Network embedding which encodes all vertices in a network as a set of numerical vectors in accordance with it’s local and global structures, has drawn widespread attention. Network embedding not only learns significant features of a network, such as the clustering and linking prediction but also learns the latent vector representation of the nodes which provides theoretical support for a variety of applications, such as visualization, link prediction, node classification, and recommendation. As the latest progress of the research, several algorithms based on random walks have been devised. Although those algorithms have drawn much attention for their high scores in learning efficiency and accuracy, there is still a lack of theoretical explanation, and the transparency of those algorithms has been doubted. Here, we propose an approach based on the open-flow network model to reveal the underlying flow structure and its hidden metric space of different random walk strategies on networks. We show that the essence of embedding based on random walks is the latent metric structure defined on the open-flow network. This not only deepens our understanding of random- walk-based embedding algorithms but also helps in finding new potential applications in network embedding.

2016

Xiaodan Lou, Yong Li, Weiwei Gu, Jiang Zhang. The Atlas of Chinese World Wide Web Ecosystem Shaped by the Collective Attention Flows. PloS one.

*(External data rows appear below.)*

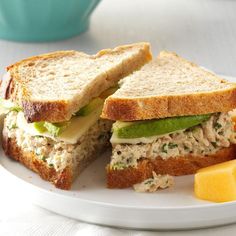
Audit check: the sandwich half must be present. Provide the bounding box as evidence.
[0,43,151,189]
[102,51,236,188]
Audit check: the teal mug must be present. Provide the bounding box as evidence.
[0,0,100,42]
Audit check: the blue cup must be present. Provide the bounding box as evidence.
[0,0,100,42]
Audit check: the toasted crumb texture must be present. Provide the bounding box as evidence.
[3,112,111,189]
[5,43,151,122]
[102,51,236,121]
[106,145,236,188]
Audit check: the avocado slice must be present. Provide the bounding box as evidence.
[99,85,119,99]
[33,121,69,137]
[113,114,211,139]
[44,122,68,137]
[75,98,104,116]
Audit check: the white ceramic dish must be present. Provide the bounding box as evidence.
[0,76,236,229]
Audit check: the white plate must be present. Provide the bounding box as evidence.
[0,74,236,229]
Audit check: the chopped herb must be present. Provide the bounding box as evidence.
[144,179,153,184]
[184,145,189,150]
[161,143,167,153]
[35,149,41,156]
[112,162,126,170]
[98,134,106,141]
[168,143,178,149]
[211,142,217,148]
[10,106,22,112]
[213,122,222,130]
[7,124,18,130]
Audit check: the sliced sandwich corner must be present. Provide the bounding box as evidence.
[0,43,152,189]
[102,51,236,188]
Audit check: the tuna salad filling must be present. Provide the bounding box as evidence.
[110,113,236,169]
[4,111,112,171]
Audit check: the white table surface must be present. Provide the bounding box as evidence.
[0,0,236,236]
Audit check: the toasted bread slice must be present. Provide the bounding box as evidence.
[107,145,236,188]
[102,51,236,121]
[4,43,151,122]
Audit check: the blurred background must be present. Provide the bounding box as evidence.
[0,0,236,76]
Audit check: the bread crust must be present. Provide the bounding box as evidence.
[101,88,236,121]
[2,135,73,190]
[101,52,236,121]
[5,43,152,122]
[106,145,236,188]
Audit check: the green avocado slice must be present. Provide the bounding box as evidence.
[113,114,211,139]
[75,98,104,116]
[33,121,69,137]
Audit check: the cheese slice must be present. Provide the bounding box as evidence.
[17,106,102,144]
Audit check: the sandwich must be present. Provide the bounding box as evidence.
[0,43,151,189]
[101,51,236,188]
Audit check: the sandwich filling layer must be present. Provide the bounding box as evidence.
[110,113,236,169]
[4,111,112,172]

The web can be regarded as an ecosystem of digital resources connected and shaped by collective successive behaviors of users. Knowing how people allocate limited attention on different resources is of great importance. To answer this, we embed the most popular Chinese web sites into a high dimensional Euclidean space based on the open flow network model of a large number of Chinese users’ collective attention flows, which both considers the connection topology of hyperlinks between the sites and the collective behaviors of the users. With these tools, we rank the web sites and compare their centralities based on flow distances with other metrics. We also study the patterns of attention flow allocation, and find that a large number of web sites concentrate on the central area of the embedding space, and only a small fraction of web sites disperse in the periphery. The entire embedding space can be separated into 3 regions(core, interim, and periphery). The sites in the core (1%) occupy a majority of the attention flows (40%), and the sites (34%) in the interim attract 40%, whereas other sites (65%) only take 20% flows. What’s more, we clustered the web sites into 4 groups according to their positions in the space, and found that similar web sites in contents and topics are grouped together. In short, by incorporating the open flow network model, we can clearly see how collective attention allocates and flows on different web sites, and how web sites connected each other.